林水月习惯性地将自己蜷缩一团,减少热量消耗,虽然神识附体不会生病感冒,但是温度是切切实实感受到的。
就在此时,房间的门被打开了。
温时雪连把伞都没撑,或许是根本不知道“伞”为何物,他直接走了过来,停在林水月跟前,目光注视着她。
雨水毫不意外地打湿了他单薄的衣裳,顺着脸颊与头发滴落。
林水月疑惑抬头看他,不知他想做什么。
对视片刻,只看见温时雪缓缓伸手,为她遮住一片雨水,挡住一方天地,虽然这根本做不了什么。

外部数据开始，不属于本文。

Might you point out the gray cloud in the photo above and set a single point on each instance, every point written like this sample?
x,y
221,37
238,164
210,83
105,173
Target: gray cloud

林水月微怔,仰头向上望去,发现是她附身的这棵树发出了新芽。
她记得来时还是冬日,已经快到春天了吗?
没想到她居然在这个地方待了这么久……
林水月继续保持蜷缩状态,任他做他自己想做的事,阖上双眼,慢慢进入梦乡。
温时雪却没有离开,或许只是想护住这棵新芽,想要见见花开的场景。
因为他很期待。
雨依旧没有停下的迹象,他就这样一直护着新芽,靠着树干睡了一夜。
林水月醒时已经是第二日,经过昨夜的暴雨,她发现这棵树又发出不少新芽,倒是意外收获。
待她低头一看,发现温时雪睡在她旁边。
小小的一只。
还没来没有这么跟他近距离接触。
林水月不由得蹲下身子,好奇地用食指戳了戳他。
果然没任何反应。
她叹了口气,心中又骂一遍盗版奖励,都不知道给她安个人类身体的吗?
此时,温时雪也睁开眼,似是察觉到什么,他微微转头,隔空与林水月对上视线。
林水月微微一怔。
按理说,她就是一片神识,应该不会发现她的存在才对,可为什么会有一种被看见的感觉?
……错觉吧。
而且她都附身几个月了也没任何异常。
林水月如是想。
后来也证明了这一眼确实是错觉。
暴雨过后,气温回升,金姝依旧会时不时过来给温时雪洗脑,无非是那些要狐所献出生命,他的生命如草芥,只有为狐族奉献才是他活着的全部意义。
温时雪微笑着一一应承,从不反驳。
他们倒是“母慈子孝”的,徒留林水月一个人生闷气。
她跟温时雪认识那么久,也不知道他会这么听话啊。
算是嫉妒吗?
好吧,她确实挺嫉妒的。
她明明都那么努力了,就不能喜欢她吗?
“阿七。”
金姝声音轻柔地唤他,柔和的目光落在他的眼上,“你的眼睛很好看,是我在这世上见过的最好的眼睛,但是,他们都不喜欢。”
“母亲也不喜欢吗?”温时雪歪头看她。
金姝笑笑没有说话,探出指尖轻轻抚上他的一双眸子。
他的眼睛也是金色的,这是狐族的眼睛,可他眼睛的形状实在是漂亮至极。
她喜欢的紧,但是旁人不喜欢,那便留不得。
金姝回头看了一眼院子里盛开在即的花朵,兀自笑了,自言自语地道:“原来是桃树啊。”
桃树……
温时雪方知院子里的树种原是桃树,这么说来,那些花骨朵儿便是桃花。
“阿七,记住我跟你说过的话。”
温时雪罕见地没有任何回应,只是静静地目送着她离开。
后来,金姝隔几乎三差五地来一次,每次都是那些洗脑的说辞。
温时雪依旧不会反驳,但也不会给予回应,只是静静地听着,像只任人揉捏的娃娃。
林水月虽然什么也做不了,但是可以大骂她“颠婆”,可就算如此也不解气。
日子一天天地过去了。
每日听着金姝给他灌输的理论,渐渐地,有什么在温时雪心里悄悄地生根发芽了,一点点占据他内心的全部。
不论白天黑夜,那些声音都不断反复地在他脑海中回荡。
太吵了。
……
这两天,林水月隐约见温时雪状态不对,虽然他本来就挺令人捉摸不透的,可这段时间,他发呆的时间明显增加了不少,大部分时间都在放空自己。
林水月也无计可施,反正她只是一棵树。
春风四起,吹落几片花瓣落下,夹杂着阵阵淡淡香气。
林水月抬起头,发现桃树已经开花了,虽然只有几朵。
温时雪也注意到了一股与众不同的香气。
他下意识地循着香气源头望去。
是一朵粉白色的花朵,被风吹的乱晃,却还能坚强地挂在树枝上。
他伸出手,恰有一阵风将花瓣送到他掌心。
原来真的会开花。
这是他生平第一次见到花。
温时雪低头望着手心的花瓣,不知怎地,脑海中的那些声音竟慢慢消失了。
平静。
前有未有的平静。
是任何时间都无法体会到的平静。
脑海中的声音仿佛就在此刻烟消云散。